Bored with this role, Banwell joined the 10th Battalion, Parachute Regiment. He became an accomplished cross-country runner and boxer, and was also practised in judo. He was a platoon sergeant when he took part in Operation Market Garden in September 1944. He was wounded and captured, but escaped during the journey to a prisoner of war camp with Lieutenant Leo Heaps of the 1st Battalion, Parachute Regiment, and Staff-Sergeant Alan Kettley of the Glider Pilot Regiment. The three escapees made contact with the Dutch resistance. Banwell agreed to become a weapons instructor, demonstrating how the Dutch should use their new British weapons, while the other two escaped. He took the codename "Tex", and was involved in several resistance ambushes of the occupying Germans - including an action near the town of Putten on 1 October 1944, after which 600 local men were arrested and deported to Neuengamme concentration camp. Eventually, Banwell was captured by the Germans again; he was flown to Berlin and interrogated by the Gestapo about his connections with the Dutch resistance. He refused to betray his friends and faced two dummy firing squads before he was sent to Auschwitz concentration camp. He survived four months of a starvation diet, confined in a 6 foot square cage. He was then moved to Fallingbostel, where he was liberated by the Red Army in March 1945, having lost half his body weight.

==Post-war==

Banwell rejoined the 10th Battalion, Parachute Regiment when it was reformed as a Territorial Army unit in 1947, and continued to serve in the British Army until the 1970s, retiring as a sergeant. He then joined the Post Office, and also served as a special constable. He continued parachuting as a hobby, and made his 1,000th jump at Arnhem in September 1984 (the 40th anniversary of the battle), and his 1,001st and final jump in Arnhem in 1994 for the 50th anniversary.

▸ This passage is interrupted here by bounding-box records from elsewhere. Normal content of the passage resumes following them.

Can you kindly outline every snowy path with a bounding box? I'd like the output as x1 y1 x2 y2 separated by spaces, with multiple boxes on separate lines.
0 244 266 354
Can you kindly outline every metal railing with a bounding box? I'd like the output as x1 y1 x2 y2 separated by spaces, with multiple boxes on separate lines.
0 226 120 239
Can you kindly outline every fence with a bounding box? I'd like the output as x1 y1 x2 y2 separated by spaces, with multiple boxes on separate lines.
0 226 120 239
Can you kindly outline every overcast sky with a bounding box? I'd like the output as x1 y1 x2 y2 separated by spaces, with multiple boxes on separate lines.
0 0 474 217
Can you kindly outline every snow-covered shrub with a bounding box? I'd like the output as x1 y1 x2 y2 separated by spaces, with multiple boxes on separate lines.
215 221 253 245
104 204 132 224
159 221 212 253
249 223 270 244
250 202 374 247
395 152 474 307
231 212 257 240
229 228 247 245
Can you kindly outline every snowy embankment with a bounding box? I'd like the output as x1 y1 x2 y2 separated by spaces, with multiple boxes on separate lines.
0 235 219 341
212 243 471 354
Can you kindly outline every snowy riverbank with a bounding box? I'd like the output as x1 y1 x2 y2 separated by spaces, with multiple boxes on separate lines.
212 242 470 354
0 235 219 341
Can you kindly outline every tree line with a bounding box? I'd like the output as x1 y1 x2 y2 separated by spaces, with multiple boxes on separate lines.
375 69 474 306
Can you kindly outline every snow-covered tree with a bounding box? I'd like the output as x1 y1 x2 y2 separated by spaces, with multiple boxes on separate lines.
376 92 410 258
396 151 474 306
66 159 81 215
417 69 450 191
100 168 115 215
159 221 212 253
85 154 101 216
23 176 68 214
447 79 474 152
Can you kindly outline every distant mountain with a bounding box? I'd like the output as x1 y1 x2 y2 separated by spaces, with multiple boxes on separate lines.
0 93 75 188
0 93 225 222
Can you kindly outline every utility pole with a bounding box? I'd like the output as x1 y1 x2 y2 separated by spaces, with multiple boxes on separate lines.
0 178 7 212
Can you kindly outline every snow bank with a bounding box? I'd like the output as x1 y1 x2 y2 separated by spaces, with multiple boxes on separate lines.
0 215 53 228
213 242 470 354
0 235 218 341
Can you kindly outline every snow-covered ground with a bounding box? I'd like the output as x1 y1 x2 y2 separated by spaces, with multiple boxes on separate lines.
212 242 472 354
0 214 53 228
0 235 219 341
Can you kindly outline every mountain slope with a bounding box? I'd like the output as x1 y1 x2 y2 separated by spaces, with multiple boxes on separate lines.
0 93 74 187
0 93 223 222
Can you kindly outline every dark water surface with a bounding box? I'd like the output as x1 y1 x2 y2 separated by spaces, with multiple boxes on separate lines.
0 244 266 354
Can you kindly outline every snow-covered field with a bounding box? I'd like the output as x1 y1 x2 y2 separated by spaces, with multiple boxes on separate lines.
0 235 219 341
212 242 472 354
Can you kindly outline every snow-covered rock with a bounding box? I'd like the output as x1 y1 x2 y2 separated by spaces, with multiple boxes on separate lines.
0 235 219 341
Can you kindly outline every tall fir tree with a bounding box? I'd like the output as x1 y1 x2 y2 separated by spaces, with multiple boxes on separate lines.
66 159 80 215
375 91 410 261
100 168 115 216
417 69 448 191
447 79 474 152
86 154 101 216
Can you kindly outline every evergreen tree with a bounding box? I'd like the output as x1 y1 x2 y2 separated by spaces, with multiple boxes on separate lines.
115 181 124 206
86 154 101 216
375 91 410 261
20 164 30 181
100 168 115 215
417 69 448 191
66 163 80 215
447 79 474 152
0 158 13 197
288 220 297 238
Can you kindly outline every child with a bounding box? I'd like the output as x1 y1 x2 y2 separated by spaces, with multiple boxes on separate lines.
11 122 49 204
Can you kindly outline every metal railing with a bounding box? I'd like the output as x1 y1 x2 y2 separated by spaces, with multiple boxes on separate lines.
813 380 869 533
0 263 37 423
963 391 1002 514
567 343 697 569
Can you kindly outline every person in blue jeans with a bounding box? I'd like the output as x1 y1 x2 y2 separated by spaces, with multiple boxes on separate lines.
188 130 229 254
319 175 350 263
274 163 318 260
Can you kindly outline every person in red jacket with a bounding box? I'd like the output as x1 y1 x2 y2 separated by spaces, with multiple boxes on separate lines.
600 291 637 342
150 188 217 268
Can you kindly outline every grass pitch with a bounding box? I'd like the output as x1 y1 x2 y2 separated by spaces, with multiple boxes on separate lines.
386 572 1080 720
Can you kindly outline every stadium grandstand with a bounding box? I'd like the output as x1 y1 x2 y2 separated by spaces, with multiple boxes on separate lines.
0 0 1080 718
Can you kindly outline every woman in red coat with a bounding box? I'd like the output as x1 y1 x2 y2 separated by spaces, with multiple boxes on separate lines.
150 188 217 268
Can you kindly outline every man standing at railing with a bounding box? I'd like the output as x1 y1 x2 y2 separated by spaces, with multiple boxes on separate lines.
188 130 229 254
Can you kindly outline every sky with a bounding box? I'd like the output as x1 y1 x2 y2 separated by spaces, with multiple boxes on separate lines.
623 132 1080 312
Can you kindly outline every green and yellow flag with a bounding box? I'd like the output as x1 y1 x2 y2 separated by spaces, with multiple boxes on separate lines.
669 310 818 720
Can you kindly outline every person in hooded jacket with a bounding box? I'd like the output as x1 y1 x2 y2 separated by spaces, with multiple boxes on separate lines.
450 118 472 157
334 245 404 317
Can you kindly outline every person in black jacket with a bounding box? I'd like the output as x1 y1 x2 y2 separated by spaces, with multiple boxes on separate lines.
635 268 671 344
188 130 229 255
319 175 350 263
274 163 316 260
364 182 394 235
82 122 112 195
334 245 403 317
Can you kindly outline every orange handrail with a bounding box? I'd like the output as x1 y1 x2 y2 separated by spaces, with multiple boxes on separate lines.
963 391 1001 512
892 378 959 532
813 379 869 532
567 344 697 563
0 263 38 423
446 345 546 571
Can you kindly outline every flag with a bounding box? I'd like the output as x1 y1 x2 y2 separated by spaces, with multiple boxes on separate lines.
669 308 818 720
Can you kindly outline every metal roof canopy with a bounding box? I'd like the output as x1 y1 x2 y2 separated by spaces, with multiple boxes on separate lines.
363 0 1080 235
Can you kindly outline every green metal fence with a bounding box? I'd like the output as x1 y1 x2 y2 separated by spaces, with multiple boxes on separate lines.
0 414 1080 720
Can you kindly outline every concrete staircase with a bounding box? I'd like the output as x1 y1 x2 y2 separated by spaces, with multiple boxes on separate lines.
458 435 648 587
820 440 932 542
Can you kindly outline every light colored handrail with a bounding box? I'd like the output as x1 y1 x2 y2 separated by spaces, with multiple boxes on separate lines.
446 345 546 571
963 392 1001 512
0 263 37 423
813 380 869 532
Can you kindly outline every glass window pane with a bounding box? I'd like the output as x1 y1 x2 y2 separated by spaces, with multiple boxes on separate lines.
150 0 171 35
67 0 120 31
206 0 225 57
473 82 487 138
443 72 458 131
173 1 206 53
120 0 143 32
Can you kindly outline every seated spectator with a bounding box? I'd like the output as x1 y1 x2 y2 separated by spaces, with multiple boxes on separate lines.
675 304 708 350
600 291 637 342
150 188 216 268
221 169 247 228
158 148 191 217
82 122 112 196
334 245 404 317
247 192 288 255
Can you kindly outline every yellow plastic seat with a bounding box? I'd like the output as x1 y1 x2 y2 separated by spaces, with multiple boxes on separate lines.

His wartime experiences were included in the book The Grey Goose of Arnhem, published in 1977 by Leo Heaps, the Canadian who also served at Arnhem with the 1st Battalion of the Parachute Regiment (and son of Canadian politician Abraham Albert Heaps). He was awarded the British Empire Medal in the 1969 New Year Honours and the Dutch Resistance Memorial Cross in 1982 (one of very few members of the British Armed Forces to receive this award).

==Personal life and death==

Banwell married his first wife, Winifred, on 4 March 1944; they had a son and two daughters. He died in London. His survivors included the three children of his first marriage, and his second wife, Elsie. His ashes were buried in the Airborne Cemetery in Oosterbeek in September 1999, and his battledress jacket and medals are on display at the Airborne Museum at the former Hotel Hartenstein also in Oosterbeek.